Abstract: The role played by the transient receptor potential vanilloid 1 (TRPV1) channel on the thin fibre afferents evoking the exercise pressor reflex is controversial. To shed light on this controversy, we compared the exercise pressor reflex between newly developed TRPV1+/+, TRPV1+/− and TRPV1−/− rats. Carotid arterial injection of capsaicin (0.5 μg), evoked significant pressor responses in TRPV1+/+ and TRPV1+/− rats, but not in TRPV1−/− rats. In acutely isolated dorsal root ganglion neurons innervating the gastrocnemius muscles, capsaicin evoked inward currents in neurons isolated from TRPV1+/+ and TRPV1+/− rats but not in neurons isolated from TRPV1−/− rats. The reflex was evoked by stimulating the tibial nerve in decerebrated rats whose femoral artery was either freely perfused or occluded. We found no difference between the reflex in the three groups of rats regardless of the patency of the femoral artery. For example, the peak pressor responses to contraction in TRPV1+/+, TRPV1+/− and TRPV1−/− rats with patent femoral arteries averaged 17.1 ± 7.2, 18.9 ± 12.4 and 18.4 ± 8.6 mmHg, respectively.
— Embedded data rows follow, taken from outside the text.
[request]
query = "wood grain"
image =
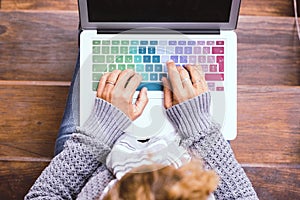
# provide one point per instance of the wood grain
(30, 118)
(268, 125)
(50, 53)
(32, 47)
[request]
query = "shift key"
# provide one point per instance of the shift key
(214, 77)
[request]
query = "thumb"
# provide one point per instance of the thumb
(140, 103)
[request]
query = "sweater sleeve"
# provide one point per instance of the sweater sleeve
(83, 154)
(203, 137)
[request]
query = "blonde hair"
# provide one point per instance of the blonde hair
(156, 182)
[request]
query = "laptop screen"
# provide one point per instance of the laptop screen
(159, 11)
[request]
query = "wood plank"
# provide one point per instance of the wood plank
(40, 59)
(44, 49)
(38, 5)
(267, 7)
(268, 51)
(275, 182)
(268, 125)
(16, 178)
(29, 119)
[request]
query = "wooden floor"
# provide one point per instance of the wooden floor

Stimulation of the tibial nerve after paralysis with pancuronium had no effect on arterial pressure, findings which indicated that the pressor responses to contraction were not caused by electrical stimulation of afferent tibial nerve axons. We also found that expression levels of acid-sensing ion channel 1 and endoperoxide 4 receptor in the L4 and 5 dorsal root ganglia were not upregulated in the TRPV1−/− rats. We conclude that TRPV1 is not needed to evoke the exercise pressor reflex in rats whose contracting muscles have either a patent or an occluded arterial blood supply. (Figure presented.). Key points: A reflex arising in contracting skeletal muscle contributes to the increases in arterial blood pressure, cardiac output and breathing evoked by exercise. The sensory arm of the reflex comprises both mechanoreceptors and metaboreceptors, of which the latter signals that blood flow to exercising muscle is not meeting its metabolic demand. The nature of the channel on the metaboreceptor sensing a mismatch between supply and demand is controversial; some believe that it is the transient receptor potential vanilloid 1 (TRPV1) channel. Using genetically engineered rats in which the TRPV1 channel is rendered non-functional, we have shown that it is not needed to evoke the metaboreflex.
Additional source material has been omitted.